Redferns Leonard Cohen à Amsterdam le 18 avril 1988. Foto: frans Schellekens

Avec Leonard Cohen s’éteint un des plus grands auteurs, compositeurs et interprètes nés à Montréal. L’homme qui est demeuré propriétaire d’une résidence sur le Plateau jusqu’à son décès a composé certains des hymnes les plus immortels du siècle. Florilège en chansons.

Hallelujah (Various Positions – 1984)

Leonard Cohen a écrit plus de 80 vers pour composer cette chanson – qui avait été rejetée par sa compagnie de disque de l’époque. Finalement parue sur le long jeu Various Positions, elle est devenue un des plus grands succès de la chanson anglaise, ayant été reprise plus de 200 fois par différents artistes – un sommet.

L’été dernier, dans le cadre du Festival Luminato de Toronto, Rufus Wainwright a interprété la fameuse chanson de M. Cohen, accompagné d’un chœur de 1 500 personnes, dans une usine désaffectée. Voici le résultat :

Suzanne (Songs of Leonard Cohen – 1967)

Cette chanson est dédiée à l’épouse du sculpteur et ami de Leonard Cohen, Armand Vaillancourt, soit celle qui «touche votre corps parfait avec son esprit», comme l’écrivait le poète.

Chelsea Hotel # 2 (New Skin for the Old Ceremony – 1974)

Cette chanson est un hommage à l’idylle éphémère née entre Leonard Cohen et la célèbre chanteuse Janis Joplin dans une chambre du Chelsea Hotel, à New York.

Famous Blue Raincoat (Songs of Love and Hate – 1971)

Sur ce titre, Leonard Cohen écrir une lettre à l’amant de sa femme, le remerciant d’avoir «enlevé cette ombre dans ces yeux/Je croyais qu’elle était là pour de bon/Donc je n’ai jamais essayé».

Dance Me to the End of Love (Various Positions – 1984)

Cette chanson, écrite sous la forme d’une chanson d’amour, traite de l’Holocauste. Elle a fait l’objet du premier vidéoclip de l’artiste.

So Long Marianne (Songs of Leonard Cohen – 1967)

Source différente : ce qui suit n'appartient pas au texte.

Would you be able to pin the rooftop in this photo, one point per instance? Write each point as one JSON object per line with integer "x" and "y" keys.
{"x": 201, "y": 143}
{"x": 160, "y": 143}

Cette pièce est dédiée à Marianne Jensen, l’amour de Leonard Cohen lors de son exil en Grèce, débutée en 1960. Leur relation se sera étirée jusqu’à la fin de cette décennie.Décédée l’été dernier, Marianne a reçu une lettre de son ancien compagnon avant de mourir. M. Cohen y écrivait : «… nos corps s’effondrent et je crois que je vais te rejoindre bientôt. Sache que je suis derrière toi, si près que si tu étends la main, tu pourras frôler la mienne.»

Take this Waltz (I’m Your Man – 1988)

Tirée d’un poème de l’auteur espagnol Federico Garcia Lorca, cette chanson exprime la personne digne qu’a toujours été Leonard Cohen. Faisant souvent des concerts marathon de plus de deux heures et ce, même à un âge très avancée, l’auteur et poète né à Westmount a toujours été reconnu pour le respect qu’il a porté à son public tout au long de sa carrière, longue d’un demi-siècle

The Partisan (Songs from a Room – 1969)

Cette œuvre n’a pas été écrite par Leonard Cohen; il s’agit d’un chant de résistance écrit attribué Emmanuel d’Astier de La Vigerie. Ce dernier l’aurait écrit en 1943, en pleine occupation nazie. L’interprétation qu’en a fait M. Cohen est sans nulle doute la plus connue. L’œuvre raconte la fuite d’un opposant qui refuse le joug allemand. «J’ai perdu femme et enfants/Mais j’ai tant d’amis/J’ai la France entière», chante-t-il.